We study the problem of recommending items to occasional groups (a.k.a. cold-start groups), where the occasional groups are formed ad-hoc and have few or no historical interacted items. Due to the extreme sparsity issue of the occasional groups' interactions with items, it is difficult to learn high-quality embeddings for these occasional groups. Despite the recent advances on Graph Neural Networks (GNNs) incorporate high-order collaborative signals to alleviate the problem, the high-order cold-start neighbors are not explicitly considered during the graph convolution in GNNs. This paper proposes a self-supervised graph learning paradigm, which jointly trains the backbone GNN model to reconstruct the group/user/item embeddings under the meta-learning setting, such that it can directly improve the embedding quality and can be easily adapted to the new occasional groups.

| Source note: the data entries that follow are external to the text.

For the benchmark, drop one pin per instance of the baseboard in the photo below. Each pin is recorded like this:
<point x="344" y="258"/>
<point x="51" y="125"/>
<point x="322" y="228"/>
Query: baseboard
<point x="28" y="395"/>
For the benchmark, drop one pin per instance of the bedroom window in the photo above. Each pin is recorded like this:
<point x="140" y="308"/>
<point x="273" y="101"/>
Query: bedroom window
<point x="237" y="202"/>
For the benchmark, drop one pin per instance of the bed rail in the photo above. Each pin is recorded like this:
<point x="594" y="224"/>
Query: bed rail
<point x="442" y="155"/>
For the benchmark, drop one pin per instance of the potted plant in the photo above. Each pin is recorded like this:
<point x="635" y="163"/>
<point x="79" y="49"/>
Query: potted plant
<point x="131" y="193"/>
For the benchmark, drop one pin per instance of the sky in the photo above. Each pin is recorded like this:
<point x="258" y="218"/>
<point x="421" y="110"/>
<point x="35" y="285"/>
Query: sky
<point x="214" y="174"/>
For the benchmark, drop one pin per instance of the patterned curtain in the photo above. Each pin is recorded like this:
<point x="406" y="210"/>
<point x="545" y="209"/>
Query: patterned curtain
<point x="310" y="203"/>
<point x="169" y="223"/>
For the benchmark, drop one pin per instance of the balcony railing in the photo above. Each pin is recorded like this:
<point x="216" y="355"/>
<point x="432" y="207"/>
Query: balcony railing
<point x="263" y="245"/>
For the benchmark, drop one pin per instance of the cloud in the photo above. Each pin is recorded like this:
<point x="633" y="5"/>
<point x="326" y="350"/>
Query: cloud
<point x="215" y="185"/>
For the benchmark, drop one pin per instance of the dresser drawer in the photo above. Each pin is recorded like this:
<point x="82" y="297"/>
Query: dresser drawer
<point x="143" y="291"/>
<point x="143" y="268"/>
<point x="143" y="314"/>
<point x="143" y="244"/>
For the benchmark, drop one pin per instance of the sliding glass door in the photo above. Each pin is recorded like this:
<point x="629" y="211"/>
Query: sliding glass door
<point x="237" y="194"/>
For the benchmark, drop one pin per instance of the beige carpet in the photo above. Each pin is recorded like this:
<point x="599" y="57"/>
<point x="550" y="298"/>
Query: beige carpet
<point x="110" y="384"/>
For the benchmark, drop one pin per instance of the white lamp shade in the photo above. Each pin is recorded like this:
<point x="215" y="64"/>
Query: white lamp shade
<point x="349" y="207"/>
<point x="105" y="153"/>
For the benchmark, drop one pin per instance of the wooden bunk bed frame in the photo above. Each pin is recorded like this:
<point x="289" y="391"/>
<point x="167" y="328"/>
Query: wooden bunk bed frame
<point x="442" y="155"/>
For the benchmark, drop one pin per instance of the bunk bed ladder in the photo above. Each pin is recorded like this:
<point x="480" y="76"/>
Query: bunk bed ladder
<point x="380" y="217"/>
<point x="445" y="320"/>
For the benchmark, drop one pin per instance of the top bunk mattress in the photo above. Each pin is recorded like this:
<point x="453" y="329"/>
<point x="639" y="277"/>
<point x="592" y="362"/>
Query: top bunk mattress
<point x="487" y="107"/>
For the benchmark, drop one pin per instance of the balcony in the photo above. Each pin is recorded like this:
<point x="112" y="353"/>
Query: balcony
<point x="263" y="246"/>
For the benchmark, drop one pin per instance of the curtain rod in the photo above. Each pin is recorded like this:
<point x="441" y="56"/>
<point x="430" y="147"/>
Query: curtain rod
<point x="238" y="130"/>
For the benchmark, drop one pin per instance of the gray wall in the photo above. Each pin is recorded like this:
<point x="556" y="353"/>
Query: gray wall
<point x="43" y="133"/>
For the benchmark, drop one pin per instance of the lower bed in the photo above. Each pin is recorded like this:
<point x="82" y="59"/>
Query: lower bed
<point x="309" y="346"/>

To further reduce the impact from the cold-start neighbors, we incorporate a self-attention-based meta aggregator to enhance the aggregation ability of each graph convolution step. Besides, we add a contrastive learning (CL) adapter to explicitly consider the correlations between the group and non-group members. Experimental results on three public recommendation datasets show the superiority of our proposed model against the state-of-the-art group recommendation methods.